Schon Anfang des Jahres waren die an die Märkte zurückgekehrten Ängste vor einer höheren Inflation der Grund für den rasanten Renditeanstieg. Angestoßen wurden die Inflationssorgen durch die mit 2,9 Prozent deutlicher als erwartet gestiegenen Stundenlöhne in den USA. Es folgten weitere Daten, die den Trend einer höheren Inflation bestätigten. Anleihe-Investoren sind seither deutlich nervöser geworden. Und sie glauben inzwischen daran, dass die US-Notenbank mit ihren schon im vergangenen Dezember avisierten drei Leitzinserhöhungen Ernst macht.

Der Ausverkauf an den Anleihemärkten belastet auch die Aktienmärkte. Die großen US-Indizes Dow Jones und S&P 500 brachen Anfang Februar innerhalb von fünf Handelstagen um bis zu zehn Prozent ein, der Dax verlor in diesem Zeitraum bis zu acht Prozent. Seither haben sich die Kurse zumindest wieder etwas erholt, doch die Angst bleibt.

Bei den Anleihen sind nicht nur Inflations- und Zinsängste ein Belastungsfaktor. Hinzu kommt, dass die US-Regierung in diesem Jahr deutlich mehr Schulden machen muss – allein, um die Einnahmeausfälle aus der Trump'schen Steuerreform zu kompensieren. Damit dürfte das Angebot an US-Staatsanleihen steigen.

Auf der anderen Seite reduziert die US-Notenbank Fed ihre Bilanzsumme weiter. Sie legt weniger Geld aus fällig gewordenen Staatsanleihen neu am Markt an.
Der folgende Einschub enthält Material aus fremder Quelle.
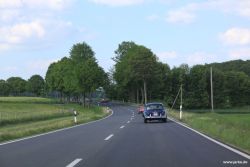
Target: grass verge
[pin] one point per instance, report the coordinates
(23, 118)
(231, 126)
Im vergangenen Jahr hat die Fed ihre Bestände an US-Bonds auf diese Weise um rund 18 Milliarden Dollar reduziert – in diesem Jahr wird sie laut Ökonomen Bestände im Umfang von 250 Milliarden Dollar abbauen. Von Seiten der Fed sinkt damit die Nachfrage nach Staatsanleihen deutlich. Weniger Nachfrage bei steigendem Angebot – das ist eine ungünstige Konstellation. Schon allein sie macht weiter fallende Bondkurse und damit steigende Renditen wahrscheinlich.